Much of my lifestream this week contains twitter comments about the reading we have been doing.  I am still getting used to using Twitter and often find it dififcult to find a thread – but I am not the only one!

“the chronological order does not necessarily guarantee a linear reading sequence*. There is no way to thread sub-discussions within a particular #hashtag discussion and if you post 3-4 tweets within a short period of time and someone replies, you can’t always be sure to which tweet s/he is referring.” Bill Babouris via Twitter 7th October

Too true Bill!

I found Kress to be quite frustrating this week with his insistance on the power of image over the word and that the future has to be graphical:

“Kress – true that language develops over time but so do images – is why it is hard to read hieroglyphs cos the meaning has been lost. ” Sarah Payne via Twitter 5th October

However I have already blogged about that this week and will not go into it further here.

I have been collecting some links on using image instead of words to support Kress and my digital artifact. This included a tweet:

“sarahp @andym3112 #ededc Kress. ‘depiction shows the world’- but open to different cultural interpretation that language avoids http://bit.ly/DusEQ [sezpayne2].”

This tweet link goes to an article called Ad Analysis – The HSBC campaign which discusses the dangers of using non-verbal communication instead of words. Something that Kress does not seem to consider!

Another topic of Twitter conversation has been how we will create our digital artifact. I have the germ of an idea in my head and I will have to go away and play with it – but I plan to tie it in with Kress and his thoughts that the image has the power. Lets see how well it goes without the words to go with it!
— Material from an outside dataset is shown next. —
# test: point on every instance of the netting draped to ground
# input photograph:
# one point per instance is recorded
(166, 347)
Kress and the passage of time

Monday, October 5th, 2009

The basic concept of this piece is that words are ordered and therefore restrictive imposing an inequality of power between the author and the reader. The example he used to demonstrate this was the Institute of Education website and the Boy Electrician novel. He laments the fact that the boy electrician is textual and therefore linear, whereas the new IoE has a series of graphics and links allowing the user to choose the information they want to see.
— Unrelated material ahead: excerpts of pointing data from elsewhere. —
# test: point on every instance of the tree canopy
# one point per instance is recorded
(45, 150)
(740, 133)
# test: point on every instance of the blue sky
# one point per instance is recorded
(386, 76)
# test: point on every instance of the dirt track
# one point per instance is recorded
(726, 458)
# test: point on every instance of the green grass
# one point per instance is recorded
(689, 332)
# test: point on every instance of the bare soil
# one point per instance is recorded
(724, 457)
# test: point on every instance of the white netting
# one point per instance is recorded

The novel forces the user to follow the tale in the order determined by the author, and not in any other order of their choosing. This seems to be a very simplified view because I cant help thinking that a novel is linear because time is linear! One event leads on to another event and then another - a tale has a beginning, a middle and an end. Taking any of these events out of order renders the tale nonsensical and therefore pointless! However a website that is a disparate collection of facts can be grouped together in some sort of order but these groups do not need to be linear.

They require different treatments because they are different mediums. He could be considered to be comparing apples and oranges!